A nice way to step into 2012

Timon Gehr timon.gehr at gmx.ch
Thu Dec 29 16:13:15 PST 2011


On 12/29/2011 10:19 AM, Don wrote:
> On 28.12.2011 17:41, Jacob Carlborg wrote:
>> On 2011-12-27 23:27, Timon Gehr wrote:
>>> On 12/27/2011 05:25 AM, Andrei Alexandrescu wrote:
>>>> https://github.com/D-Programming-Language/dmd/commit/675898721c04d0bf155a85abf986eae99c37c0dc
>>>>
>>>>
>>>>
>>>>
>>>>
>>>> Andrei
>>>
>>> Great! =)
>>>
>>> What about making => syntax available to named functions as well?
>>>
>>> class C{
>>> private int x;
>>> int getX() => x;
>>> }
>>>
>>>
>>> void main(){
>>> int[] arr;
>>> bool isOdd(int x) => x&1;
>>> writeln(arr.filter!isOdd());
>>> }
>>>
>>
>> I wouldn't say no to that.
>>
>
> I don't think it improves readability,
> since it doesn't occur in
> arbitrary contexts. It'll always be the only thing on the line.

I think it does, certainly as soon as there are multiple short 
functions. In case the function is used for code generation, it can get 
rid of one level of indentation.

bool isOdd(int x)  { return x & 1; }
bool isEven(int x) { return !isOdd(x); }
bool isPrime(int x){ return x in primes; }

string generate(string x){
     return mixin(X!q{
         @(x) = 2;
     });
}

vs

bool isOdd(int x)   => x & 1;
bool isEven(int x)  => !isOdd(x);
bool isPrime(int x) => x in primes;

string generate(string x) => mixin(X!q{
     @(x) = 2;
});


> I think that example is close to the best case, but
>
> bool isOdd(int x) { return x & 1; }
>
> is not terribly difficult to read.
> So all you're doing is saving 6 characters + one space.
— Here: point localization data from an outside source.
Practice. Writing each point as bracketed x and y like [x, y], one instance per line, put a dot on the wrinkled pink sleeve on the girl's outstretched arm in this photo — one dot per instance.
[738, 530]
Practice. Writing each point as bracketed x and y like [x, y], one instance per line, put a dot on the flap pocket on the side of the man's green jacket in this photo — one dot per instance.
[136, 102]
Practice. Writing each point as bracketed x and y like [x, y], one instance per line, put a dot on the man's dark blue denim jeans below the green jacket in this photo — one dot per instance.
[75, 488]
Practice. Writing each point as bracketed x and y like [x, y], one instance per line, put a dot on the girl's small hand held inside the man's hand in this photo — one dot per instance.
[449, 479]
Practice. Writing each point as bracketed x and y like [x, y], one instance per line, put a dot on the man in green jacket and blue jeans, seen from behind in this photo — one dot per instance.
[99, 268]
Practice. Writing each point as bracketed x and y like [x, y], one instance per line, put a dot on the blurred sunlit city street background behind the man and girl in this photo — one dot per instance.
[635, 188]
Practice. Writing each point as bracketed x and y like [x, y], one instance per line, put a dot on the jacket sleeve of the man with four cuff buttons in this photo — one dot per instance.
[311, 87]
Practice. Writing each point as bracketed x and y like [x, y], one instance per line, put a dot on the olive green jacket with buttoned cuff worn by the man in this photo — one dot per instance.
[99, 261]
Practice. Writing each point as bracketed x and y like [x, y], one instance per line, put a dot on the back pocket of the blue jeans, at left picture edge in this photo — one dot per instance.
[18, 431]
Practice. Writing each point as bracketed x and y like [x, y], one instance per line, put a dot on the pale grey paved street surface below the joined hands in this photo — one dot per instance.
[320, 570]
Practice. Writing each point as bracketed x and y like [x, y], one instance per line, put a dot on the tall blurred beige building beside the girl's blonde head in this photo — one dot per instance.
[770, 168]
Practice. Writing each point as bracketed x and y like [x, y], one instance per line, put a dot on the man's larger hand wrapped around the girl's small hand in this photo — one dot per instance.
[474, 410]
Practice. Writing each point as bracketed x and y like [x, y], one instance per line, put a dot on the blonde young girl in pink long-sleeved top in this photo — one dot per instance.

I think it improves both readability and uniformity. Currently we have

         (){...} // anonymous function
void foo(){...} // named function
         () => ...;  // anonymous function

It would make sense to also allow

void foo() => ...; // named function


> The longer the return expression becomes, the less it matters.
>
> real isComplicated(int param1, Foo param2, real param3) => 43.4 *
> foo(param2, bar(param2, param1 + param3 * param3,), 556.4 * param1) +
> param3 + param1 *param2 * param2.baz(param1 + 46, param1*2.46);
>
> doesn't look any more readable than the equivalent code with a return
> statement. Especially not in the member function case.
>

My intention is that it would be used with short expressions. Such 
monster expressions as in your example are rare in real world code.